Sans prétendre y voir une relation de cause à effet, il met en regard « l’explosion de la consommation de cannabis avec la non moins spectaculaire diminution de la consommation d’alcool » ! Pour répondre à la demande croissante de cannabis (1,4 million de consommateurs réguliers, au moins dix fois par mois), « toute une économie souterraine du deal s’est mise en place sur le territoire ». Elle emploierait pas moins de deux cent mille personnes (davantage que la SNCF ou EDF ! Amusant : « Toutes choses égales par ailleurs, on pourrait établir ici un parallèle avec l’ampleur de l’activité du faux-saunage dans les bocages de l’Ouest au XVIIIe siècle. Dans ces terroirs pauvres, situés sur les marches de Bretagne, région non soumise à la gabelle, la contrebande de sel battait son plein et impliquait une bonne partie de la population locale » (199).

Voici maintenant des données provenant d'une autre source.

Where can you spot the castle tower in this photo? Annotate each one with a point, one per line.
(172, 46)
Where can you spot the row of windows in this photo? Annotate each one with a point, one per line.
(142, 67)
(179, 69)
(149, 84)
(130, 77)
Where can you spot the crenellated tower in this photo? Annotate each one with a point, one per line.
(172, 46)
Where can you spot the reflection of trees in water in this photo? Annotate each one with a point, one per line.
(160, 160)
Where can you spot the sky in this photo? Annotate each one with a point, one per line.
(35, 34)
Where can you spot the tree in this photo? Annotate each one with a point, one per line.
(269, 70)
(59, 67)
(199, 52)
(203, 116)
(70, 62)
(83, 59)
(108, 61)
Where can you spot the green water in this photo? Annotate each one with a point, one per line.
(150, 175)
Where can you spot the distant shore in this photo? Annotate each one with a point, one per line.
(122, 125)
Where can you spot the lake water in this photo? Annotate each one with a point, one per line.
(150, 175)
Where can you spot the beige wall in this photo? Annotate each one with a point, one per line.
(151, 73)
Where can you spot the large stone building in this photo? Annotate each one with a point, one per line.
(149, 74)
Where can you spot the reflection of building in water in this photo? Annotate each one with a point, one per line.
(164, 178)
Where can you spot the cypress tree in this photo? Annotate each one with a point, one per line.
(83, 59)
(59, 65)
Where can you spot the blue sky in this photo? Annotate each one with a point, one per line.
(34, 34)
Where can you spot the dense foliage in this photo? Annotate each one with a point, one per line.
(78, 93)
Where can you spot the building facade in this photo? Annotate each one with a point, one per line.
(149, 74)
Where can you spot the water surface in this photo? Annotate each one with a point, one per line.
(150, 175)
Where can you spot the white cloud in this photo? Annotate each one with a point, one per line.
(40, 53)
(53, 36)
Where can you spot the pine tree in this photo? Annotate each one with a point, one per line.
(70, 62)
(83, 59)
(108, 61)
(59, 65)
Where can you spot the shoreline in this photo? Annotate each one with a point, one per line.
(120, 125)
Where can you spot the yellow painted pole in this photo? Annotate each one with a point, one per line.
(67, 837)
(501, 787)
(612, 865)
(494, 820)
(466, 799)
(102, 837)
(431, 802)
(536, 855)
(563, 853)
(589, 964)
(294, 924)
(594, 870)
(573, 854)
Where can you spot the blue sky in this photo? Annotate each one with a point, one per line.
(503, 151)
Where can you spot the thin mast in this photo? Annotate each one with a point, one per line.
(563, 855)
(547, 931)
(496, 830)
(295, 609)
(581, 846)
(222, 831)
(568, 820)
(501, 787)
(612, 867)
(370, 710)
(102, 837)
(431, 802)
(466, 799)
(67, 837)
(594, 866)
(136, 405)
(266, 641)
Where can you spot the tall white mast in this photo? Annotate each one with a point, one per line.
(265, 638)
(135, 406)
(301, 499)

L’école est aussi le théâtre d’une ségrégation ethnoculturelle de plus en plus poussée, battant en brèche le discours officiel sur le « vivre-ensemble » (203).
Selon une note de l’INSEE, « si le retard scolaire est fortement indexé sur le niveau social des parents, la nationalité des élèves pèse aussi énormément. On note ainsi que si 11,8% des élèves ayant la nationalité française avaient au moins un an de retard lors de leur entrée en 6e, la proportion était quasiment trois fois plus importante (32,4%) parmi leurs camarades étrangers. (…) Une des raisons expliquant ces piètres performances réside dans la ségrégation ethnoculturelle qui s’est développée à bas bruit dans les établissements scolaires français » (208).
Mais qu’y faire ? François Pupponi, député socialiste et ancien maire de Sarcelles, cité populaire au nord de Paris, expose le dilemme :
« Soit on impose aux parents de mettre leurs enfants dans le collège public du secteur, et dans ce cas, ils vont partir et il n’y aura plus de mixité dans le quartier. Soit on donne la possibilité de mettre les enfants dans le privé ou le public. Le choix de laisser les écoles privées permet à ces classes moyennes de rester dans ces villes, d’y habiter, de payer des impôts » (210).